Thus, the current study demonstrates that while CrT-OE mice have normal cardiac function early in life, their increased myocardial Cr levels predicted the loss of cardiac function over 52 weeks. This finding implies that increased Cr content contributed, either directly or indirectly, to the progressive development of heart failure and LV hypertrophy in the CrT-OE model.

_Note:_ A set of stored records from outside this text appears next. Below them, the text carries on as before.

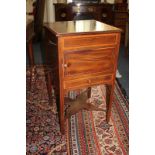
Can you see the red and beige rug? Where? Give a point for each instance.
(87, 132)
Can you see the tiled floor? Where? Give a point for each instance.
(123, 64)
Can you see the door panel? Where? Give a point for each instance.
(89, 61)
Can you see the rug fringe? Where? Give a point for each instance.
(55, 148)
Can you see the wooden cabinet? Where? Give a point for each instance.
(113, 14)
(82, 58)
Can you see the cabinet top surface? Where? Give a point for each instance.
(80, 27)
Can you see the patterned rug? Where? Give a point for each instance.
(87, 132)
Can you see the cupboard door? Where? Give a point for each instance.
(83, 62)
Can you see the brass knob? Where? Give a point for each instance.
(104, 15)
(89, 81)
(65, 65)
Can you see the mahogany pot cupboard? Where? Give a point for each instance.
(82, 53)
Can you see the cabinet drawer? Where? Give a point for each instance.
(87, 41)
(86, 82)
(77, 63)
(122, 15)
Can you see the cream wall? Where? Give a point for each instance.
(49, 15)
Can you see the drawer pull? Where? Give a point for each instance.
(89, 81)
(52, 43)
(104, 15)
(65, 65)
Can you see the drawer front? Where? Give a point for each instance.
(122, 15)
(86, 82)
(98, 40)
(83, 62)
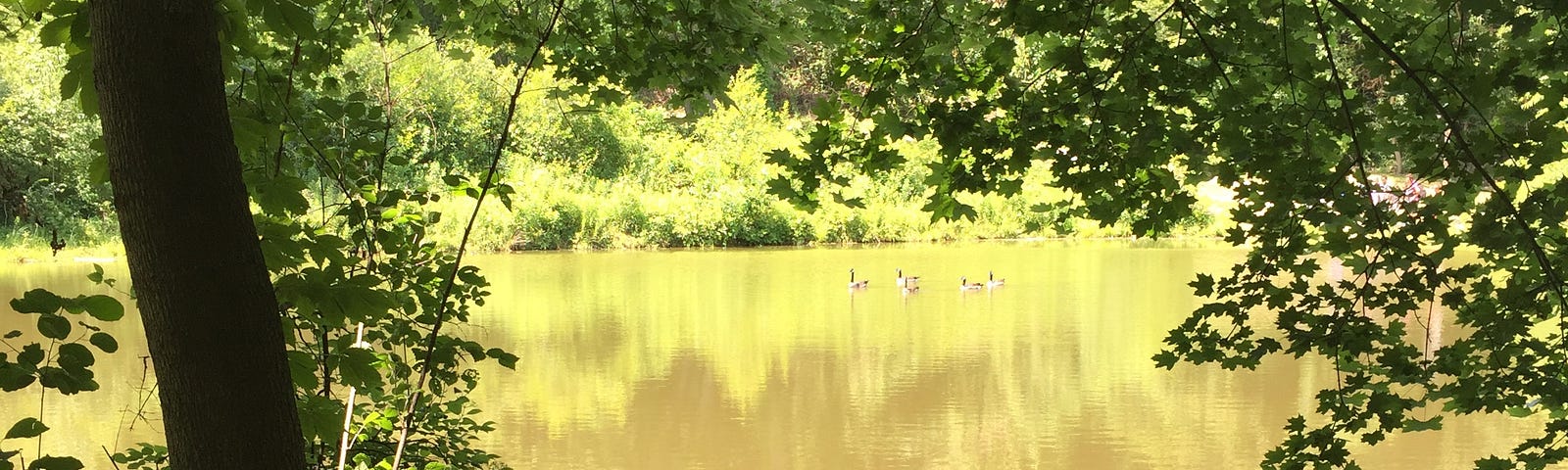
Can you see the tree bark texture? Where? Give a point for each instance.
(208, 306)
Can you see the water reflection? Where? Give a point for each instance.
(762, 359)
(723, 359)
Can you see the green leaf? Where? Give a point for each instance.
(38, 302)
(358, 367)
(320, 417)
(47, 462)
(30, 356)
(303, 368)
(104, 307)
(67, 381)
(507, 359)
(98, 169)
(15, 378)
(74, 356)
(25, 428)
(57, 31)
(300, 21)
(54, 326)
(104, 342)
(1424, 425)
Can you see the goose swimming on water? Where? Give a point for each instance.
(857, 284)
(992, 281)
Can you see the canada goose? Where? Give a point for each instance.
(992, 281)
(857, 284)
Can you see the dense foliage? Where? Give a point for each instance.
(1296, 106)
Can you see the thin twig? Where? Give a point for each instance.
(457, 262)
(1533, 237)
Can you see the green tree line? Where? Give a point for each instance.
(629, 174)
(269, 187)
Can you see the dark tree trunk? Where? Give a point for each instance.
(209, 309)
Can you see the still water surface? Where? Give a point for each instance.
(762, 359)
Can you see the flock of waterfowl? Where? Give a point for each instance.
(908, 284)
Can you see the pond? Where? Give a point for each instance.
(764, 359)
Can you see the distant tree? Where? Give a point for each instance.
(1296, 106)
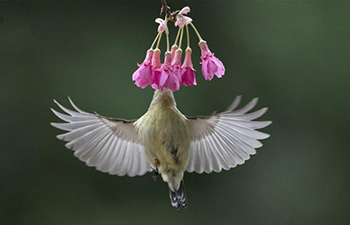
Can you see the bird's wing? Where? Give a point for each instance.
(110, 145)
(226, 139)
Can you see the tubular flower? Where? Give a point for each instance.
(155, 69)
(182, 20)
(173, 50)
(142, 76)
(210, 64)
(176, 63)
(175, 72)
(167, 77)
(188, 77)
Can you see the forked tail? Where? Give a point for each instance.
(178, 198)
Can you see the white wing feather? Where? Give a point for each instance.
(110, 145)
(227, 139)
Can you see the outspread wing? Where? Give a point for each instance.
(226, 139)
(110, 145)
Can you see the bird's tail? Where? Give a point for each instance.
(178, 198)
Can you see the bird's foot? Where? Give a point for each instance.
(156, 172)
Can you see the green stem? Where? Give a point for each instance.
(160, 38)
(182, 32)
(167, 36)
(155, 41)
(188, 37)
(177, 36)
(196, 31)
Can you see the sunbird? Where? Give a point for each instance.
(164, 140)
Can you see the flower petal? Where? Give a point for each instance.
(181, 20)
(185, 10)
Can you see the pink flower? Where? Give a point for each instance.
(155, 68)
(162, 25)
(176, 63)
(210, 64)
(188, 77)
(167, 78)
(142, 76)
(182, 20)
(173, 50)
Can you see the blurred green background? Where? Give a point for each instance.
(293, 55)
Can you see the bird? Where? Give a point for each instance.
(164, 141)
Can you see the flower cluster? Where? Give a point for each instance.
(173, 73)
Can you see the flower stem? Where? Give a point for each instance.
(177, 36)
(188, 37)
(155, 41)
(196, 31)
(167, 36)
(160, 38)
(182, 32)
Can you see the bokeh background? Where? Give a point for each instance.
(293, 55)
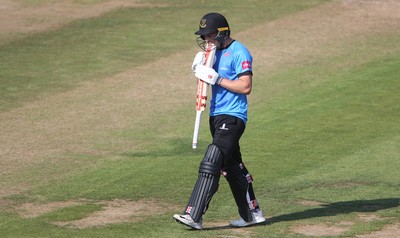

Since our initial study  and the present longitudinal MR-experiment demonstrated a correlation between increased myocardial Cr content and the development of heart failure, we next sought to assess whether any direct biochemical changes could be observed at the protein level. A 2D difference in-gel electrophoresis (DIGE) analysis of WT and CrT-OE hearts identified 223 proteins from several biochemical pathways, including glycolysis, Krebs cycle, fatty acid oxidation, and ketone synthesis. Across all analyses, the 2D DIGE approaches revealed 7 proteins with expression changes of at least 1.3-fold between WT and CrT-OE hearts (Figure 4A and Table 2). Among these proteins, the β-myosin heavy chain was increased in CrT-OE mice, consistent with previously reported hypertrophy . Additionally, α- and β-enolase were down-regulated in CrT-OE hearts. The decrease in enolase content was interesting, in that of the seven glycolytic enzymes detected in this study, enolase was the only one with differential expression levels between WT and CrT-OE hearts (Supplemental Figure 1). It is important to note that aside from the 7 proteins listed in Table 2, the 2D DIGE image shown in Figure 4A revealed several additional proteins that appeared to differentially expressed. However, these proteins were not found to be statistically significant across all analyses (p<0.05), and were therefore excluded from this screen for molecular alterations in CrT-OE hearts.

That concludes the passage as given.